Humility has been defined as seeing yourself as God sees you. It is knowing who you really are. Humility is accepting the fact that you are not God, that you have faults and failings. But at the same time you are like God — you have been made in His image.
Humility is knowing your place. We see this in Luke 14, when Jesus tells us not to exalt ourselves by sitting at the head of the table. “For every one who exalts himself will be humbled, but the one who humbles himself will be exalted.”
Often we speak of humility in a negative way. We say “I was really humbled’ when we talk about a situation in which we were embarrassed or proved wrong. Actually, however, humility is a virtue. It is, in fact, one of the most important virtues for Christians, for without it, we cannot hope to imitate the example of Christ, who “humbled himself to accept death on a cross” as St. Paul wrote to the Philippians.

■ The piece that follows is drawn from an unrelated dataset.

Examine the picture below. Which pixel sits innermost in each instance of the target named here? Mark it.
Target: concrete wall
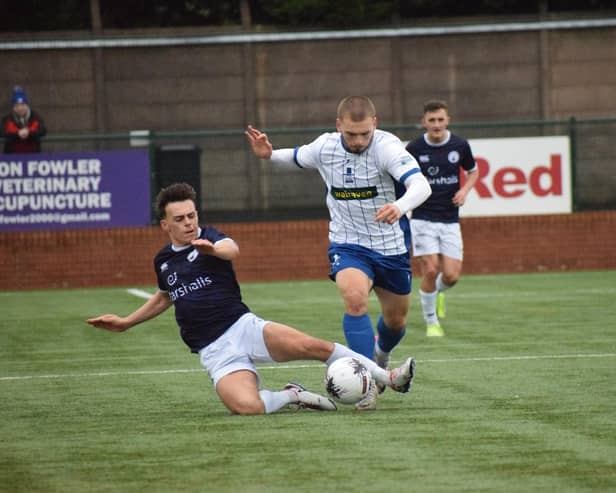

Again, humility is knowing your place, neither demeaning yourself or exalting yourself. For God has given each of us some gifts but none of us all the gifts the Church needs.
These readings from Sirach and Luke lead us to reflect on our place in the Church — and everyone has a place. There is absolutely no life circumstance which exempts anyone from being a member of the Body of Christ. We all have a place in the Church — and we all have a place in our own parish.
Here is the heart of the message for today: Are you humble enough to admit, “I’m not nearly involved in my parish as I should be?” Are you humble enough to honestly evaluate how you’ve been a steward of your personal talents? Have you shared them with your parish? Can you look at the past year and say, “I played my role in the Church; I used my time and talent in the way God showed me.” I know that some can wholeheartedly answer “Yes” to that question. That, too, is humility. You recognize that you found your role in our parish, and you know, as God knows, that you carried out your role.
I suspect, however, that God is calling many of us to do more in the coming year. Consider taking a step forward to find out how God might want you to be more involved in your parish.
If you’re having a hard time knowing where you fit into your parish, ask God to give you the virtue of humility. Ask him to show you who you really are. As you receive Communion and return to your pew to pray, ask Jesus to show you your place in the parish. Everyone has a role to play. As St. Teresa of Avila said, “Christ has no body now on earth but yours, No hands but yours. Yours are the eyes through which he is to go about doing good. Yours are the hands with which he is to bless people.”